Fresh NISM certification must be mandatorily obtained before expiry of the validity of the existing certification to ensure continuity in compliance with certification requirements.
Capital Adequacy for Research Analysts
Capital adequacy is more to ensure that the analysts have their skin in the teeth so that they are able to appreciate the entire process from the perspective of the client.
- A research analyst who is an individual or partnership firm shall have net tangible assets of not less than one lakh rupees
- A body corporate or limited liability partnership firm shall have a net worth of not less than twenty five lakh rupees to be certified
- All existing research analysts shall comply with the capital adequacy requirement within one year from the date of commencement of these regulations.
Note: Net worth means the aggregate value of paid up share capital plus free reserves (excluding reserves created out of revaluation) reduced by the aggregate value of accumulated losses.
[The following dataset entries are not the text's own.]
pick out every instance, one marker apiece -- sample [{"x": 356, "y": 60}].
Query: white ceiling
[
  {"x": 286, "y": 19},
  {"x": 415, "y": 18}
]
Grant of Certification to Research Analyst, Validity and Renewal
- The Board on being satisfied that the applicant complies with the requirements specified in regulation 6, shall send intimation to the applicant and on receipt of the payment of registration fees as specified in Second Schedule, grant certificate of registration in Form B under First Schedule, subject to such terms and conditions as the Board may deem fit and appropriate.
- The certificate of registration granted under regulation 9 shall be valid till it is suspended or cancelled by the Board
- The research analyst who has already been granted certificate of registration by the Board, prior to the commencement of the Securities and Exchange Board of India (Research Analysts) (Amendment) Regulations, 2016 shall be deemed to have been granted a certificate of registration, subject to payment of extant fees.